The four LPs here, overseen by Grammy-winning producer and engineer Peter J. Moore, known for his collaborations with Neil Young and the Band (he worked on digitizing the latter’s work for 2014’s The Bootleg Series Vol. 11: The Basement Tapes Complete), give the music a crispness absent on earlier recordings. Strummer, no doubt, wasn’t expecting his pre-Clash pub-rock work with the 101ers, for instance, to be preserved for posterity, but Moore’s restoration presents the tunes with a vintage rawness that captures the chime of the guitars and every hiccup in Strummer’s raspy voice. No more do the 101ers sound like a garage band. Their rudimentary rock now resonates as if recorded at Sun Studio by Sam Phillips.
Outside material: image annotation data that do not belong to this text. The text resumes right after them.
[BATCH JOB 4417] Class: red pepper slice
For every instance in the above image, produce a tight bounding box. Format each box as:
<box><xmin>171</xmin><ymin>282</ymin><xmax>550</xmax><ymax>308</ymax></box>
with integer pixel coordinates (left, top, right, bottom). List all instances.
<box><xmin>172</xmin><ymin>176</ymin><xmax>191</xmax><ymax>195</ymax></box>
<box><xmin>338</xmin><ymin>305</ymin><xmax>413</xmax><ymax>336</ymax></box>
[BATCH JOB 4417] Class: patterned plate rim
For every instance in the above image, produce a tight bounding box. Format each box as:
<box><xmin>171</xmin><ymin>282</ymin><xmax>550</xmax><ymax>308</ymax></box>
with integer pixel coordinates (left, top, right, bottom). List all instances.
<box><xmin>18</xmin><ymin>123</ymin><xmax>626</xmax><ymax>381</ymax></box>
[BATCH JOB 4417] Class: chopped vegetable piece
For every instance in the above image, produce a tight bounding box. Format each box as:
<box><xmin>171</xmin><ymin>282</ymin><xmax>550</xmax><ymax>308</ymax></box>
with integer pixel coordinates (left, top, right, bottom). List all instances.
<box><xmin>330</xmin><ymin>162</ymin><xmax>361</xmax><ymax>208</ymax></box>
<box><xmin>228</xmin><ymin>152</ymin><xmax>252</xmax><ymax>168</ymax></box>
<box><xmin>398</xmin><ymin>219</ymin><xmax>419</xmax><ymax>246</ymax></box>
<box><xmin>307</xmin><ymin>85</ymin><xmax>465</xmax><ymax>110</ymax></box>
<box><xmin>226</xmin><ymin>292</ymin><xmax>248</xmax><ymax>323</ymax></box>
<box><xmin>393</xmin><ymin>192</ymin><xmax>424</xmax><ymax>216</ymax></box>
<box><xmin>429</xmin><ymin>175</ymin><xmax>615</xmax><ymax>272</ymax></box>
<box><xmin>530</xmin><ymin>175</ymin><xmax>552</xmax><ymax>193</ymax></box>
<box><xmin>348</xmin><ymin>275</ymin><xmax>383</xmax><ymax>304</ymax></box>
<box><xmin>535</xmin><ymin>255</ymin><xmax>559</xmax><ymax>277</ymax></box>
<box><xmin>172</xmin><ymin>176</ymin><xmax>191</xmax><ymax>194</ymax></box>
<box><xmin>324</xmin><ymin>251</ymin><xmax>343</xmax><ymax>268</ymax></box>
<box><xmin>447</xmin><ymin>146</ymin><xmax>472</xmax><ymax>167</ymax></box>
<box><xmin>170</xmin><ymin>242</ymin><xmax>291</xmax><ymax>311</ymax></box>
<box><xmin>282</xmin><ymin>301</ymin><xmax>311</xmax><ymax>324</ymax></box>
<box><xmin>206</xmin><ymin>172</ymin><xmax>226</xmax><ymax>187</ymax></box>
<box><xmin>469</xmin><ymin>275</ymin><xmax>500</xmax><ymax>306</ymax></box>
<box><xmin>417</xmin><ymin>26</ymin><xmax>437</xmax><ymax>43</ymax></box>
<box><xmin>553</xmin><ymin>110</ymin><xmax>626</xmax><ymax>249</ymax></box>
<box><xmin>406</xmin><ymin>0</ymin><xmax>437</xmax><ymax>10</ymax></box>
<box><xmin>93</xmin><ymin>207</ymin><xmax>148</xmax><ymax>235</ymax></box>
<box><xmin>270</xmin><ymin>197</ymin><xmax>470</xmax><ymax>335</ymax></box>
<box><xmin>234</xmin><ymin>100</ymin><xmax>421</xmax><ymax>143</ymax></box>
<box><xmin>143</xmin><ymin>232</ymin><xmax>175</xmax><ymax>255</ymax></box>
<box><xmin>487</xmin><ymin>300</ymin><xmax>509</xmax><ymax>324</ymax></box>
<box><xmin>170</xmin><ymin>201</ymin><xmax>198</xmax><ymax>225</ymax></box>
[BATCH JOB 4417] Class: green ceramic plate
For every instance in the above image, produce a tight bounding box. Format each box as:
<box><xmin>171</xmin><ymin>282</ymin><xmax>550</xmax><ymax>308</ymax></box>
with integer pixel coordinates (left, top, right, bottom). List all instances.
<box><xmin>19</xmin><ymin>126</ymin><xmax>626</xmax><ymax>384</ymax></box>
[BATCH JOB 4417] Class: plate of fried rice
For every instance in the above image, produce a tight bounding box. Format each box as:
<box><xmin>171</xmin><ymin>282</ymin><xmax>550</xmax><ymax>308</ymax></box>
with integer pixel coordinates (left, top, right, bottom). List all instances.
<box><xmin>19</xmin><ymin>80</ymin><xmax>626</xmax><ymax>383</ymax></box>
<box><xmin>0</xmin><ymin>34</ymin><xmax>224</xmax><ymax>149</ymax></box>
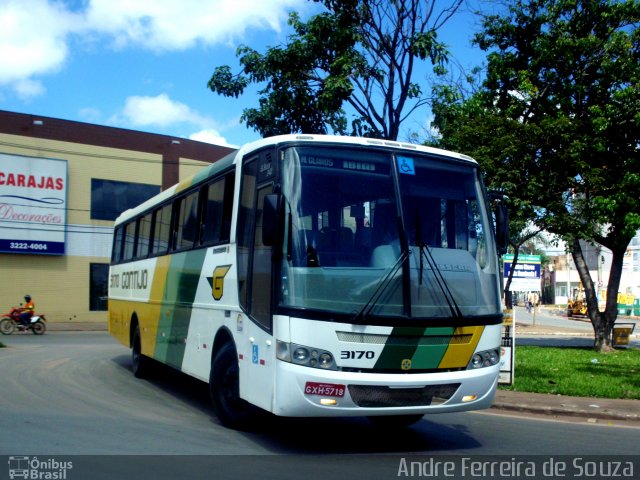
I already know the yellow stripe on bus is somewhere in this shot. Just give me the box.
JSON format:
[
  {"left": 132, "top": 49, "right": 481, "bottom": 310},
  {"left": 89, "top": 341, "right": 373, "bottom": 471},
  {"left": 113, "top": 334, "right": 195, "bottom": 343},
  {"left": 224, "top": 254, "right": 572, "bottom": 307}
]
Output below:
[
  {"left": 438, "top": 326, "right": 484, "bottom": 368},
  {"left": 138, "top": 256, "right": 171, "bottom": 357}
]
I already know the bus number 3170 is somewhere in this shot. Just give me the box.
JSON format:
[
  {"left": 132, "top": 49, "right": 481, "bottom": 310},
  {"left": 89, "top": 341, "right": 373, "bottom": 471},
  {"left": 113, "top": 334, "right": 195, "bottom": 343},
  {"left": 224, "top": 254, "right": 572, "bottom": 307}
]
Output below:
[{"left": 340, "top": 350, "right": 376, "bottom": 360}]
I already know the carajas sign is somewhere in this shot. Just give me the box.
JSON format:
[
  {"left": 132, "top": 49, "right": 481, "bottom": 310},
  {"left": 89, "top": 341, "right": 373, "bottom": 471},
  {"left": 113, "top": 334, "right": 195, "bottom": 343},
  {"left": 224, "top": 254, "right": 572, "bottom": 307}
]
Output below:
[{"left": 0, "top": 153, "right": 67, "bottom": 255}]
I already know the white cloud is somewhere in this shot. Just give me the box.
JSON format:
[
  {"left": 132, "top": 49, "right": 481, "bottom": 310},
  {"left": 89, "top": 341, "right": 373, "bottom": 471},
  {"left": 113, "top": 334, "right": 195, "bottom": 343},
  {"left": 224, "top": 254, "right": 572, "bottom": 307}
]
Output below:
[
  {"left": 0, "top": 0, "right": 308, "bottom": 96},
  {"left": 189, "top": 129, "right": 238, "bottom": 148},
  {"left": 117, "top": 93, "right": 213, "bottom": 127},
  {"left": 86, "top": 0, "right": 306, "bottom": 50},
  {"left": 0, "top": 0, "right": 78, "bottom": 96},
  {"left": 116, "top": 93, "right": 237, "bottom": 148}
]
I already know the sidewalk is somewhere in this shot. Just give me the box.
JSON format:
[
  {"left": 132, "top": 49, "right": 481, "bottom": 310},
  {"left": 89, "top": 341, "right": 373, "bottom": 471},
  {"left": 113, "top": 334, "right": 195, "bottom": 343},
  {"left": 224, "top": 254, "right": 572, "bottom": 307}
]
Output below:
[
  {"left": 492, "top": 390, "right": 640, "bottom": 426},
  {"left": 47, "top": 322, "right": 640, "bottom": 426}
]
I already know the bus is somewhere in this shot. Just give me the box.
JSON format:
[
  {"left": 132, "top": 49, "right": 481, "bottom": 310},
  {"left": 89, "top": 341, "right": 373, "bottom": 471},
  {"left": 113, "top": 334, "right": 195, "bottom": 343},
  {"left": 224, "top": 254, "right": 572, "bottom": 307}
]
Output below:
[{"left": 109, "top": 135, "right": 506, "bottom": 428}]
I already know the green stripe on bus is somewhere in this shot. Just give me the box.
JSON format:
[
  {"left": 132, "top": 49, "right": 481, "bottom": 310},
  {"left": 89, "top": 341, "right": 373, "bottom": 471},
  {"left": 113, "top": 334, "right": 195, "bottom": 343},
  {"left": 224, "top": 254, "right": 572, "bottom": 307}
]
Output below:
[
  {"left": 374, "top": 327, "right": 425, "bottom": 370},
  {"left": 154, "top": 249, "right": 207, "bottom": 369},
  {"left": 411, "top": 327, "right": 455, "bottom": 369},
  {"left": 374, "top": 327, "right": 455, "bottom": 370}
]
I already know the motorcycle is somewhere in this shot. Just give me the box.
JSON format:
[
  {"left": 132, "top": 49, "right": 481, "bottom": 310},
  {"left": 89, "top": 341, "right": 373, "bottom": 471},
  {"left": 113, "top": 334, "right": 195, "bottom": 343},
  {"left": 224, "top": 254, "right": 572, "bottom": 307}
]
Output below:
[{"left": 0, "top": 308, "right": 47, "bottom": 335}]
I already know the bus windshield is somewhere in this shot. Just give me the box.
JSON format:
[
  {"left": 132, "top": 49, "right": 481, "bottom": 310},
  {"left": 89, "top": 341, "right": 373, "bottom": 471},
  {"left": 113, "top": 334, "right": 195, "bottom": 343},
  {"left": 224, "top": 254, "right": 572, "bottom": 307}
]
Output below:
[{"left": 277, "top": 146, "right": 500, "bottom": 323}]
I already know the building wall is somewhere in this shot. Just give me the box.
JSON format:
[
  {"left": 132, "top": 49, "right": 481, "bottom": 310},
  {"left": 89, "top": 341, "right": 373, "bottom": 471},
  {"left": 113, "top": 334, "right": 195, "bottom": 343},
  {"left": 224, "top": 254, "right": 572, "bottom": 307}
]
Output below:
[{"left": 0, "top": 111, "right": 233, "bottom": 322}]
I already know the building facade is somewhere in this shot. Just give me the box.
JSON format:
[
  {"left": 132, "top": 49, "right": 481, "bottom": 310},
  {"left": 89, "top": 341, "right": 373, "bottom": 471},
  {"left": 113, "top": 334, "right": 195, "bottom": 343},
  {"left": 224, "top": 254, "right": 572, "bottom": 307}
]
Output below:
[{"left": 0, "top": 111, "right": 233, "bottom": 322}]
Such an approach seems to have been Moore’s goal, as even the heavier, new-wave-inspired rock of “Love Kills” and acoustic “Silver and Gold/Before I Grow Too Old” get presented with reverence. For those who romanticize the grime of punk rock, the sonics can make for an odd juxtaposition, but the set aims to display Strummer’s lasting influence, and the warmth of the vinyl, coupled with the careful restoration, does so with minimal interruptions.

Considering much of Strummer’s solo work was relegated to now-obscure soundtracks no doubt hastily recorded, Joe Strummer 001 ultimately debuts as a must for fans. An added bonus? The clever art that lines the vinyl sleeves: a close-up of Strummer’s dirty Telecaster, or reproductions of his all-caps handwriting. “When singing be soulful,” one line reads. “Deliver the true felling of the meaning,” says another. The latter could serve as a mission statement for Joe Strummer 001.

After all, the soul of punk rock is hard to define, and Strummer’s recordings, which occasionally took on American country or Latin flamboyance, are less about nailing a style or a sound than capturing passion. In turn, Joe Strummer 001 at times feels like a museum piece, a ripped and torn leather jacket preserved behind glass. While recreating a moment is impossible, what Moore and Ignition Records instead accomplish is to ensure the significance of Strummer’s words and music will remain unspoiled for generations to come.